Pocos pueblos en el mundo han alcanzado la madurez política del
argentino y pocos, en su conjunto, saben como él lo que quieren, pero nunca, en
la historia política argentina se ha presenciado una manifestación mas
monstruosa de falta de respeto a la voluntad popular, con el cinismo de afirmar
que se lo hace en el nombre y defensa de la democracia.
Es
preciso comprender que nuestro país está viviendo horas decisivas y que, de las
soluciones que se alcancen ahora dependerá el futuro que podrá ser venturoso o
luctuoso, según seamos capaces de proceder con grandeza para luchar por los
intereses de la Patria o nó. La juventud, a quien corresponderá ese futuro,
tiene también la responsabilidad de asegurarlo.
Nada
estable y duradero puede fundarse sobre la mentira, por eso frente al caos
institucional de la República, los mismos culpables de provocar el
desequilibrio y la miseria, se sienten ahora alarmados por la situación y
aconsejan los mayores desatinos, sin percatarse que el Pueblo Argentino ha
evolucionado lo suficiente como para que sus palabras no le suenen a sarcasmo.

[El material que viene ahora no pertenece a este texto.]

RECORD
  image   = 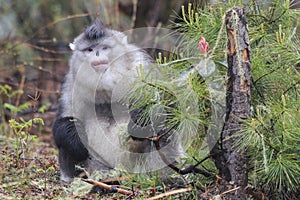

Esa evolución nos lleva imperceptiblemente pero de manera firme hacia la
revolución y no habrá fuerza capaz de evitarla. Por el camino del
Justicialismo, se ha de realizar en nuestro país el fatalismo evolutivo. Es
evidente que ha terminado en el mundo el reinado del imperio buegués y que
comienza el gobierno de los pueblos. Con éllo, el demoliberalismo y su
concecuencia el imperialismo, han cerrado su ciclo.
Ante
la tragedia que vive el país, ha llegado el momento en que la vanguardia de la
Patria, representada por su juventud, se una y organice para alcanzar el más
alto grado de preparación compatible con su misión y la grave responsabilidad
que le incumbe. Para alcanzar tan alta finalidad es indispensable que la unión
y solidaridad juvenil se realice en forma indestructible, con un alto
sentimiento de Patria, una absoluta determinación de imponer nuestra doctrina y
una firme resolución de vencer. Sólo en la fortaleza y decisión de tornarse
invencibles, se puede basar la seguridad de la liberación del Pueblo Argentino.
Cuando la juventud esté unida y organizada, cuando en poco tiempo pueda ser
ejemplo de disciplina peronista, se encontrará en condiciones de luchar en todo
terreno y el éxito de la etapa final del proceso argentino estará asegurado.
Debemos demostrar al mundo que nos observa, lo que puede la firme actitud de un
Pueblo cuando su lucha está fundada en los sagrados principios de la justicia,
de la libertad y de la soberanía.
La
Patria reclama en estos días la inquebrantable decisión de la juventud de
luchar por ella. Todo sabremos cumplir con nuestro deber ante la Historia, si
estamos animados de una profunda fé peronista, si realmente nos decidimos a
luchar por el Pueblo y si estamos resueltos a enfrentar cualquier sacrificio.